The last of verse 35 is the ultimate curse of alcohol. The craving or perceived need for more is built into its poison. It is a downward spiral that can only be reversed by extremely strong will power when the alcoholic relies on himself to overcome. Few people have that will power and that’s why alcoholics need more, they need Jesus and the Holy Spirit to overcome. They need to see their sinful heart attitudes and idolatry (pleasures before God) and find their sufficiency in Christ. They have to repent.
And be not drunk with wine, wherein is excess; but be filled with the Spirit; (Eph 5:18 KJV)
Paul put it very simply. When I’ve been drinking, I’ve let a spirit into my body (that’s why they called alcohol spirits in the past). It isn’t a spirit in the sense of a demon, but it is a spirit in the sense of a desire. It is a real spirit in the sense of a chemical that messes with my brain functions as well as destroying other organs. Even a small amount can make a significant difference. It can make the difference between a careless comment and a careful comment. I know, I’ve been there. One beer, one careless comment that would have not been uttered without that tiny little relaxed feeling and one spouse’s feelings hurt. It is sin facilitated by the booze.
The answer is to be filled with the Spirit of God instead of the spirit that is in the world, whatever that spirit is. If it is alcohol or pot or other drugs, they don’t help the Christian live a life that is Spirit led.

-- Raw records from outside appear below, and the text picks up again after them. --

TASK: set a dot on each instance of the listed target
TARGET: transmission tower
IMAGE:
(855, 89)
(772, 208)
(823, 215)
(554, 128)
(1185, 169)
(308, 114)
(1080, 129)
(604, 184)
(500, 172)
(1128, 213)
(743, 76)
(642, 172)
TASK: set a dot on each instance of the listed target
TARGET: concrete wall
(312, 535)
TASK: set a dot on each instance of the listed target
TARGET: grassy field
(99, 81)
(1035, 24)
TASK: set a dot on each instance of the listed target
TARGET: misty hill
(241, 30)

So then, brethren, we are debtors, not to the flesh, to live according to the flesh - for if you live according to the flesh you will die, but if by the Spirit you put to death the deeds of the body you will live. For all who are led by the Spirit of God are sons of God. (Rom 8:12-14 RSV)
It is our choice. We can put to death the deeds of the body by being led by the Spirit or we can increase the deeds of the flesh (i.e. sin) by desiring and partaking of alcoholic beverages. Try it. See if your life is better or worse without alcohol for a month. What would you miss if you eliminated it from your home, from your social life, from your work? Or are you afraid of what people will say about you or think of you if you don’t drink with them? Do you want to be led by the Spirit of God or the spirit of men or by the spirit of alcohol?

[1] Staff, Mayo Clinic. "Red Wine and Resveratrol: Good for Your Heart?" Mayo Clinic. Mayo Foundation for Medical Education and Research, 04 Mar. 2011. Web. 10 Apr. 2013.
[2] OT:7941 shekar — strong drink, intoxicating drink, fermented or intoxicating liquor. (from The Online Bible Thayer's Greek Lexicon and Brown Driver & Briggs Hebrew Lexicon, Copyright © 1993, Woodside Bible Fellowship, Ontario, Canada. Licensed from the Institute for Creation Research.)[3] Centers for Disease Control and Prevention. Centers for Disease Control and Prevention, 02 Oct. 2012. Web. 09 Apr. 2013.